I created a cylinder that’s about 3’ wide (diameter) and about 5’ high with concrete remesh, I then wrapped it with R-13 insulation covered with bubble wrap insulation (I glued the R-13 to the bubble wrap before wrapping around the remesh), then used aluminum tape (the same type used with bubble wrap insulation around air ducts) to fasten the insulation material around the remesh. The top of the cylinder is similarly covered with the same insulation. Before covering the figs, I prune them and tie smaller branches to fit inside. I also put a bowl of moth balls under the cover to keep voles and mice away.
This design (which I learned from @jrd51 ) allowed my figs to withstand sub zero temperatures with minimal damage (I believe down to -8F).
Speaking for myself – I never vented. That seemed just a way to let warm air out / cold air in.
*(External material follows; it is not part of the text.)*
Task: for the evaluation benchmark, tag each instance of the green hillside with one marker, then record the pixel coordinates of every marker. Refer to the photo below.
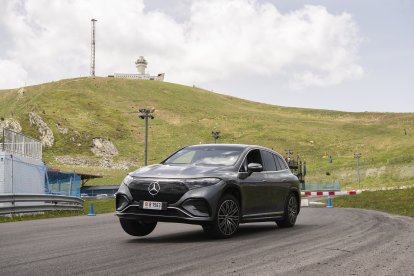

And in ~10 years I never had mold damage except minor damage where there was prior damage to the tree (e.g., a messy pruning cut). IMO, mold is an opportunistic agent infecting dead organic tissue (killed in some other way, e.g., cold). I’ve removed covers in spring to find trees dripping wet from condensation with zero mold.
I have a friend who also lives in RI and also uses an insulated cover. He measures temp and humidity inside. With no venting, he has near 100% humidity, as expected. He has experienced no material mold damage.
I was just surveying my fruit set for the year since most things have finished blooming… That one freeze did even more damage than I had thought. My asian pears are basically non-existent, I had a huge bloom and now there is only a fruitlet here and there. The Euros are quite a bit better but still about half what I was expecting. For some reason the plums didn’t get too bothered, most of them have a full set. The apples also didn’t do so well, I had a great bloom and some things set well but many either set much less than normal or almost nothing. Apples usually don’t get bothered by frost at all, this is the first time I can remember.
With many fewer fruitlets the curc is also a bigger problem, more fruits are taking damage than usual since I have the same number of curcs but fewer fruits for them to prey on. I skipped spraying the apples until now due to high wind, but I wished I hadn’t because last night was a little too warm and I had quite a bit of damage just from that one night. The plums are relatively better because I sprayed them before the high wind hit.
It was a very unusual event, my guess is the length of time below freezing was much longer than any of the past events. Maybe there were some other factors as well such as wind etc.
Anyway, always look on the bright side, fewer trees to keep spraying from now on, and a lot less thinning to do
I also did a more extensive evaluation. Apples did so so. Asian pears are really thin. Euros set nice, but all something on the fruitlets. Plums set nice. Peaches nice. Apricots total loss. Cherry pretty thin. Almond total loss. And to finish the package a bunch of my potted plants died.
Sounds like you did worse than I did. I didn’t mention the cherries but mine have a nearly full set. The peaches did pretty well for me as well, maybe 3/4ths of the usual set.
Since my apricots were frozen out and the tree has no fruit to support it is growing faster than ever. It has probably already put on 3-4 feet of growth on all shoots and I hadn’t really cut it back hard enough during winter pruning. The net result is it is turning into a monster.
I’m thinking of giving it a really hard pruning now, probably toping it down a bit and cutting all new shoots back to a few inches to let them regrow. Is this something an apricot can take or am I endangering the tree?
I figured I’d ask here since many in the region may be in the same boat.
All my apricot sets went down in flames also. I fully intend to radically chop pretty soon myself. The tree will be fine. Here is an example. I grafted over a pretty big apricot this year to almond, leaving only one branch as a nurse. The grafts are growing and the tree shows no effects at all. They grow so fast that every 2-3 years I come through and chop the height to ladder picking height and bring the branches way back or remove entirely.
If you remove 20% of the tree it should still be fine. I would just wait till the weatherman forecasts 4-5 dry days, so that you minimize the chances of bacterial canker infection.
My apricots always grow like crazy fruit or no, and they get pruned back to where they were every winter. It certainly would not hurt to prune now, but its also OK to wait and just remove a ton this winter.
Thanks for the advice on the apricot my regional friends. I think I’ll prune it hard on Friday before we have a bunch of days coming up that should be dry. Then I’ll probably prune it pretty hard again in winter just to try to get it back under control. Even though the freeze took out the fruit, I had realized before that I wasn’t really able to get a good spray of surround on the fruit since so many were too high up.
Along the same lines of this topic and pruning, I planted a lot of bare root trees in March from ACN. A lot of the new growth on those trees is in the first foot or two above the ground. Do we think it is safe to prune them (cherries, pears, peaches, nectarines) now, or do I have to wait until mid-summer?
hehe. I am still at 2 sprays of myclobutanil (Immunox) mostly because of Ashmeads and Goldrush 2.0. Ashmeads does not give too many apples but I quite like the ones that it gives.